Like linear regression, logistic regression can benefit from regularization to prevent overfitting:

L2 Regularization (Ridge)

Adds a penalty term to the loss function:

J(β)=1mi=1m[y(i)log(p^(i))+(1y(i))log(1p^(i))]+λj=1nβj2J(\boldsymbol{\beta}) = -\frac{1}{m} \sum_{i=1}^{m} [y^{(i)} \log(\hat{p}^{(i)}) + (1-y^{(i)}) \log(1-\hat{p}^{(i)})] + \lambda \sum_{j=1}^{n} \beta_j^2

L1 Regularization (Lasso)

Uses absolute values instead:

J(β)=1mi=1m[y(i)log(p^(i))+(1y(i))log(1p^(i))]+λj=1nβjJ(\boldsymbol{\beta}) = -\frac{1}{m} \sum_{i=1}^{m} [y^{(i)} \log(\hat{p}^{(i)}) + (1-y^{(i)}) \log(1-\hat{p}^{(i)})] + \lambda \sum_{j=1}^{n} |\beta_j|

In scikit-learn, the regularization strength is controlled by the parameter C, where smaller values specify stronger regularization.

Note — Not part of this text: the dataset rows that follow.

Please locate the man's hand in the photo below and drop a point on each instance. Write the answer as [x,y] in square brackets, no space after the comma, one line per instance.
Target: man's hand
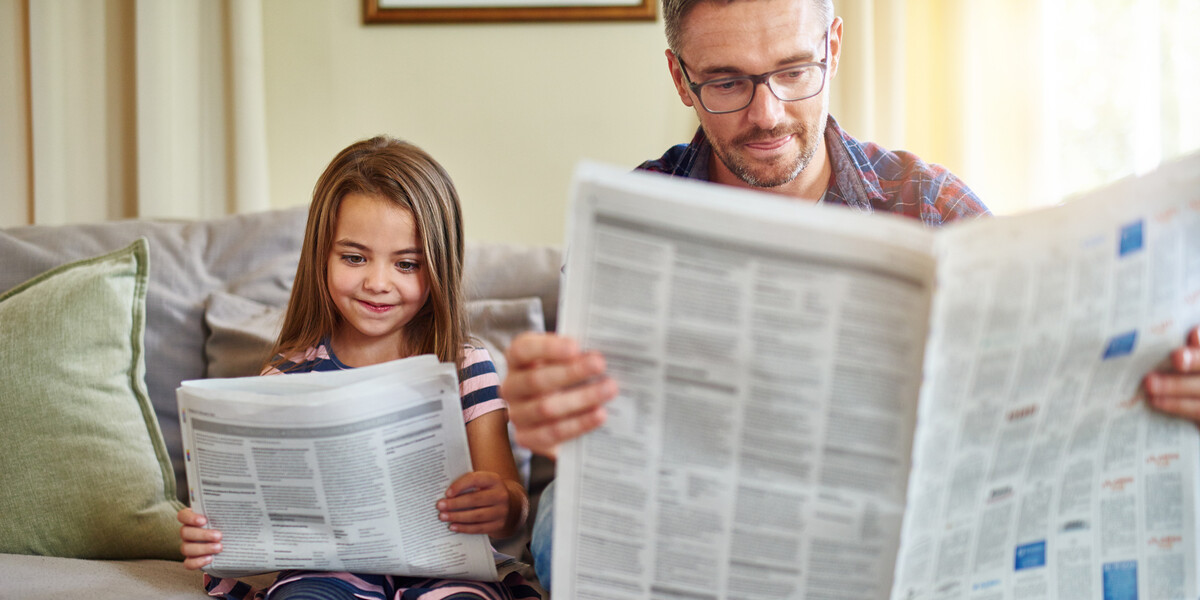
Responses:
[555,391]
[1177,391]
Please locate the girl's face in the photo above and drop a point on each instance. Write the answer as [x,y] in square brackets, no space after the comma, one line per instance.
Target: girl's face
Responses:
[377,277]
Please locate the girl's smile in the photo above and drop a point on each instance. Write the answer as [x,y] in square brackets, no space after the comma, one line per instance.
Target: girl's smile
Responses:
[377,279]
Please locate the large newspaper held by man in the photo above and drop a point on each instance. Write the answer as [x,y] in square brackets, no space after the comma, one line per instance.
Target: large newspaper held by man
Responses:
[333,471]
[822,405]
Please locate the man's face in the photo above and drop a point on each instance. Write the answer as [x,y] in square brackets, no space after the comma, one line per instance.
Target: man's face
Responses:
[769,143]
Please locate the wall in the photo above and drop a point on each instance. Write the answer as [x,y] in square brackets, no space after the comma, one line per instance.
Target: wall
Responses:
[507,108]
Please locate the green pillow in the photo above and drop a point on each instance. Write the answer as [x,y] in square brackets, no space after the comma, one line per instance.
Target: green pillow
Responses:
[83,469]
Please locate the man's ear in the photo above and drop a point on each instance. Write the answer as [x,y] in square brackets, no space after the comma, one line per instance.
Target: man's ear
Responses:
[834,46]
[677,77]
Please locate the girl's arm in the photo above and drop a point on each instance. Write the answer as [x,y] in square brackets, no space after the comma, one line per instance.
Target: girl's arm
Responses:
[490,499]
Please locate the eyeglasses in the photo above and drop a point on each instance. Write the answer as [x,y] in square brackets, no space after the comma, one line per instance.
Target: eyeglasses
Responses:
[789,84]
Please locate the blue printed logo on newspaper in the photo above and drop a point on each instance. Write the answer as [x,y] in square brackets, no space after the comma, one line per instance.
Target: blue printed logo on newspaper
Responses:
[1132,239]
[1121,345]
[1121,580]
[1030,556]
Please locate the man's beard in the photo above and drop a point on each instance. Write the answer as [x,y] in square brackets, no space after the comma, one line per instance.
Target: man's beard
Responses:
[791,167]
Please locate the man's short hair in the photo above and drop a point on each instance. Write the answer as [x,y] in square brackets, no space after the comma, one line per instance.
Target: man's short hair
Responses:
[676,11]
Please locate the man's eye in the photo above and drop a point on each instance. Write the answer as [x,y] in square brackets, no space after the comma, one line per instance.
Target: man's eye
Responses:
[727,85]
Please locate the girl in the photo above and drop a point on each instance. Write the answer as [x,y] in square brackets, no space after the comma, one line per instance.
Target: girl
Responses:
[379,279]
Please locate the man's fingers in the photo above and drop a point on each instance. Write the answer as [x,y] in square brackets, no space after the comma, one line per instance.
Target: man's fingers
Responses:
[1186,408]
[545,439]
[553,407]
[1173,385]
[1187,359]
[529,348]
[550,377]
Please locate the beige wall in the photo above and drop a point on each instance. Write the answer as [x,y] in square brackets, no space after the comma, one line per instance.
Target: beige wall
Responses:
[507,108]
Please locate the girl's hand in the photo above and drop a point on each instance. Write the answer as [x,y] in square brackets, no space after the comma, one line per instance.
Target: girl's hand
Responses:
[1177,391]
[199,545]
[478,502]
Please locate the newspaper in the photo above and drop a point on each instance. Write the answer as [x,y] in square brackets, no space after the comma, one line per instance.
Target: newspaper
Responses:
[333,471]
[775,359]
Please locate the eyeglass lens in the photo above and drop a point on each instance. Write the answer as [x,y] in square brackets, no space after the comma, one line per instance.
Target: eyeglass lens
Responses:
[789,84]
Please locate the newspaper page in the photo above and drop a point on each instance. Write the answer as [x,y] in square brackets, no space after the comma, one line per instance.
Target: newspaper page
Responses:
[768,357]
[1039,473]
[333,471]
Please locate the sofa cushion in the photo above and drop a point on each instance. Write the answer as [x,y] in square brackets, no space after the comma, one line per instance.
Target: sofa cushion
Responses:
[253,256]
[84,472]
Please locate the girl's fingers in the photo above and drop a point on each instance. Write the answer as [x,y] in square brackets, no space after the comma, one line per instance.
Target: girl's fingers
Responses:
[486,515]
[197,534]
[197,563]
[199,551]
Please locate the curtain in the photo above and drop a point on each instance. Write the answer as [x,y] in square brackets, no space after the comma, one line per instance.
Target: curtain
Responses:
[1029,101]
[131,108]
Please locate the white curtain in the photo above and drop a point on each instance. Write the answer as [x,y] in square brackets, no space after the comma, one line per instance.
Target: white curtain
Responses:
[131,108]
[1029,101]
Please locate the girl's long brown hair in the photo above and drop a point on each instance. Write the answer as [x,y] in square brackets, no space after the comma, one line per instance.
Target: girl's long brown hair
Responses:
[407,175]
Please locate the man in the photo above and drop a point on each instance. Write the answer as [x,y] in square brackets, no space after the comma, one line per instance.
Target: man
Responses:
[756,72]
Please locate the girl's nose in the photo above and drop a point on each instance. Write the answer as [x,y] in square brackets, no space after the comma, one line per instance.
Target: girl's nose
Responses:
[376,279]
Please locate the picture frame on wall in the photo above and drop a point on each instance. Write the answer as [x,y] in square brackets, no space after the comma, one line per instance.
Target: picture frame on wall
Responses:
[493,11]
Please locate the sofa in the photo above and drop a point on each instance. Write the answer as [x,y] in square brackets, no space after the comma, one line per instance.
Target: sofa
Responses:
[91,469]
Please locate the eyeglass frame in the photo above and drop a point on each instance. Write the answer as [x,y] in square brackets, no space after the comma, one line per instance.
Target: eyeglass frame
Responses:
[761,78]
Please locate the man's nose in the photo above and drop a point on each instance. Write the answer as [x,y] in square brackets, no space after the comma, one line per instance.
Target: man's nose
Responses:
[765,111]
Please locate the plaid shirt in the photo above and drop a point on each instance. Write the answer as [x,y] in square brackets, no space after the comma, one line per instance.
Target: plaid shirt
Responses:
[865,178]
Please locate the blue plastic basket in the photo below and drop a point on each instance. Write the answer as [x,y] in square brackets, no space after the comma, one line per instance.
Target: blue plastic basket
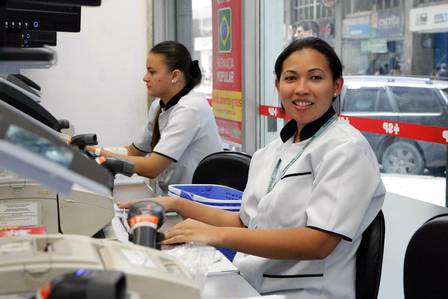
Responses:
[217,196]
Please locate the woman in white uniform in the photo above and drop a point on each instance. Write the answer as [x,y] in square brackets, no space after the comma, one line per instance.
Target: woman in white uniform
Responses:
[181,128]
[310,193]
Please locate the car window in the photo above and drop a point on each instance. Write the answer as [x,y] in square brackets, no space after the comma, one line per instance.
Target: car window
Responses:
[417,100]
[366,100]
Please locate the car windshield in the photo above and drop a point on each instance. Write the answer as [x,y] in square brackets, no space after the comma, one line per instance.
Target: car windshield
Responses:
[417,100]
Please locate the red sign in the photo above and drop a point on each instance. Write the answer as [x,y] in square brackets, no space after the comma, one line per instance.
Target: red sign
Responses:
[227,82]
[385,127]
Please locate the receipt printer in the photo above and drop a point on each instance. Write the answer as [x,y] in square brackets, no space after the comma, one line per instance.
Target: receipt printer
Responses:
[27,262]
[25,203]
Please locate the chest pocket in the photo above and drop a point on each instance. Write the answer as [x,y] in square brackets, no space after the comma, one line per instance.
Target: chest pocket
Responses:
[286,204]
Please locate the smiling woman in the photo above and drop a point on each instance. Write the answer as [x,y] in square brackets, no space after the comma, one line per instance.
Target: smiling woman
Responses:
[299,227]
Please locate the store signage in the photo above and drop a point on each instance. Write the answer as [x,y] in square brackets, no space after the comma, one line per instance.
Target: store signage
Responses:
[227,69]
[389,23]
[328,3]
[374,46]
[429,19]
[357,27]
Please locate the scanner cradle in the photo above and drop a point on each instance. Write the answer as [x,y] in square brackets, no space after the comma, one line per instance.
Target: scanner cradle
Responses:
[27,262]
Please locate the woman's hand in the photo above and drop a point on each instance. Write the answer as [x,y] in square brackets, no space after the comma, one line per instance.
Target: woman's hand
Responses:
[167,202]
[191,230]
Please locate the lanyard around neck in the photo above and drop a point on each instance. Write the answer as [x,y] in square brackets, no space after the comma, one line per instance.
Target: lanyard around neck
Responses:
[275,178]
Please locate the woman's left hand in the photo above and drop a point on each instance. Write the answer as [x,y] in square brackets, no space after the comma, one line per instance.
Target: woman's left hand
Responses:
[191,230]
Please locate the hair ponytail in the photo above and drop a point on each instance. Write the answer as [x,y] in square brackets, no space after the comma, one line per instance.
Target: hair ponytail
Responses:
[195,73]
[178,57]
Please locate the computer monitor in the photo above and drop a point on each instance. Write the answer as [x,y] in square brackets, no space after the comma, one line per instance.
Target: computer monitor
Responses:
[64,2]
[33,150]
[43,17]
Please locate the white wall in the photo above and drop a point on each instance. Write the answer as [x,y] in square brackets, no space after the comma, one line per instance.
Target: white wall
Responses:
[97,82]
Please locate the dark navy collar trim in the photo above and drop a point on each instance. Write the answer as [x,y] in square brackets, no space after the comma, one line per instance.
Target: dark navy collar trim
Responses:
[308,130]
[175,99]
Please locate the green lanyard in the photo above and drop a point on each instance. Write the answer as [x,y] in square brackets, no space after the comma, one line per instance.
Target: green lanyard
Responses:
[275,178]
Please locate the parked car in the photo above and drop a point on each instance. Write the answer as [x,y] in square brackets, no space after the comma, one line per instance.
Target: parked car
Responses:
[402,99]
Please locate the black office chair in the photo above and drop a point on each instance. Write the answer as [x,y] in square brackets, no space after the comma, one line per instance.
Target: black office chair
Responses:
[369,259]
[426,261]
[227,168]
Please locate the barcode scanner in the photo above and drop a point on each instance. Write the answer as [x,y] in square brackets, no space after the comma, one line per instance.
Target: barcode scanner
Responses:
[144,219]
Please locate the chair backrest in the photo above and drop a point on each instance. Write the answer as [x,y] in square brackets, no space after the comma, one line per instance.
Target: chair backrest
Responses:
[226,168]
[369,259]
[426,260]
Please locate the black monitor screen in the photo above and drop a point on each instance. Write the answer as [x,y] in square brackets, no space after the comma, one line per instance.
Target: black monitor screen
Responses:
[39,145]
[42,17]
[64,2]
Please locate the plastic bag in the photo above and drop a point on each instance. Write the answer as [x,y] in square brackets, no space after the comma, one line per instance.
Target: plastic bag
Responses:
[197,259]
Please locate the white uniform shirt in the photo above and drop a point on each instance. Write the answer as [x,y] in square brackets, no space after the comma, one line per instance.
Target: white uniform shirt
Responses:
[188,133]
[334,186]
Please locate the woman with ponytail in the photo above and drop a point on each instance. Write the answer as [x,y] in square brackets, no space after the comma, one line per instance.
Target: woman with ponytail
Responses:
[181,129]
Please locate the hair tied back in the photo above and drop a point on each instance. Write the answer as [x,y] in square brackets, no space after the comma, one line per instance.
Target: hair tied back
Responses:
[194,68]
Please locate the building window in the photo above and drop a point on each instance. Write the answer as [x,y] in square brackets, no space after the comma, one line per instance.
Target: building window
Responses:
[309,10]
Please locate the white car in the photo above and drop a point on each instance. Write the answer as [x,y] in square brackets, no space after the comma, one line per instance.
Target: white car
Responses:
[402,99]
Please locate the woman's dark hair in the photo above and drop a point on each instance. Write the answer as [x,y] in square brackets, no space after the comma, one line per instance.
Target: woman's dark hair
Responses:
[314,43]
[178,57]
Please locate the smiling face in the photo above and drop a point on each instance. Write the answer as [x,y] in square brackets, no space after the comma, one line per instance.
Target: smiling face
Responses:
[159,79]
[306,85]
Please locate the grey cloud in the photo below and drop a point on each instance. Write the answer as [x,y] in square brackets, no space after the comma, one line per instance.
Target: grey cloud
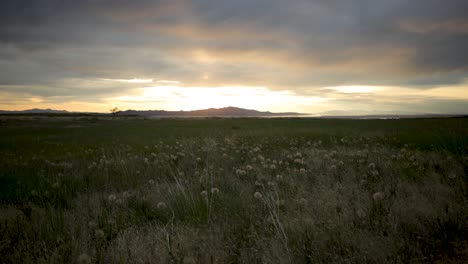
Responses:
[120,38]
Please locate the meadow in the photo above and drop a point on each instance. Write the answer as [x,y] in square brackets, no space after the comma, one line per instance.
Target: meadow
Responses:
[289,190]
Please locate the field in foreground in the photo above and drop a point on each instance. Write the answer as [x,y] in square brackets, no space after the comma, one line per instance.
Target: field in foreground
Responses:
[233,191]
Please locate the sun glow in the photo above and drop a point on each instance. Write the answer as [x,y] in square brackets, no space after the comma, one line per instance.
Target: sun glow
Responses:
[173,97]
[355,89]
[134,80]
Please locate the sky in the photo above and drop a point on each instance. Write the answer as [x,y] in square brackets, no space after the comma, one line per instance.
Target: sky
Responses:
[317,56]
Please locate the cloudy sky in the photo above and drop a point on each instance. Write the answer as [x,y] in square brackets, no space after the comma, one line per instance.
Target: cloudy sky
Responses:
[315,56]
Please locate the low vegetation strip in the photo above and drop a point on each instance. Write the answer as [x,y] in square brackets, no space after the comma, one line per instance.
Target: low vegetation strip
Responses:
[245,190]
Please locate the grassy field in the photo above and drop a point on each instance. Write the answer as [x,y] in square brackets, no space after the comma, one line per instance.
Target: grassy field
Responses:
[123,190]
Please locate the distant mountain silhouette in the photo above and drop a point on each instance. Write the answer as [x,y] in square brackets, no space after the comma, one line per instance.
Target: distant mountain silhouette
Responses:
[211,112]
[35,111]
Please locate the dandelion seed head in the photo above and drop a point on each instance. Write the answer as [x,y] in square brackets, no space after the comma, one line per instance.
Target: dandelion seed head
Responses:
[84,259]
[112,198]
[360,213]
[99,234]
[303,201]
[378,196]
[161,205]
[258,195]
[280,203]
[92,225]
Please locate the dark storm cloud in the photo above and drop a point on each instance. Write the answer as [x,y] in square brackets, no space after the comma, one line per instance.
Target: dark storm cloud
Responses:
[292,45]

Assumptions and Limitations

Logistic regression makes several assumptions:

  1. Linear relationship: The log-odds should be linearly related to the features

  2. Independence: Observations should be independent

  3. No multicollinearity: Features should not be highly correlated

  4. Large sample size: More reliable with larger datasets

Limitations:

  • Cannot capture complex non-linear relationships (without feature engineering)

  • Sensitive to outliers

  • Assumes linear decision boundaries

Summary

Logistic Regression is a foundational classification algorithm that:

  • Uses the sigmoid function to model probabilities

  • Learns through gradient descent on the binary cross-entropy loss

  • Provides interpretable coefficients showing feature importance

  • Works well for linearly separable problems

  • Serves as a building block for more complex models

Key takeaways:

  • The output is a probability, not a continuous value

  • We model the log-odds as a linear function of features

  • Evaluation uses classification metrics (accuracy, precision, recall, F1, AUC)

  • The decision threshold can be adjusted based on application requirements

  • Regularization helps prevent overfitting

Despite its simplicity, logistic regression remains widely used in practice due to its efficiency, interpretability, and effectiveness on many real-world problems.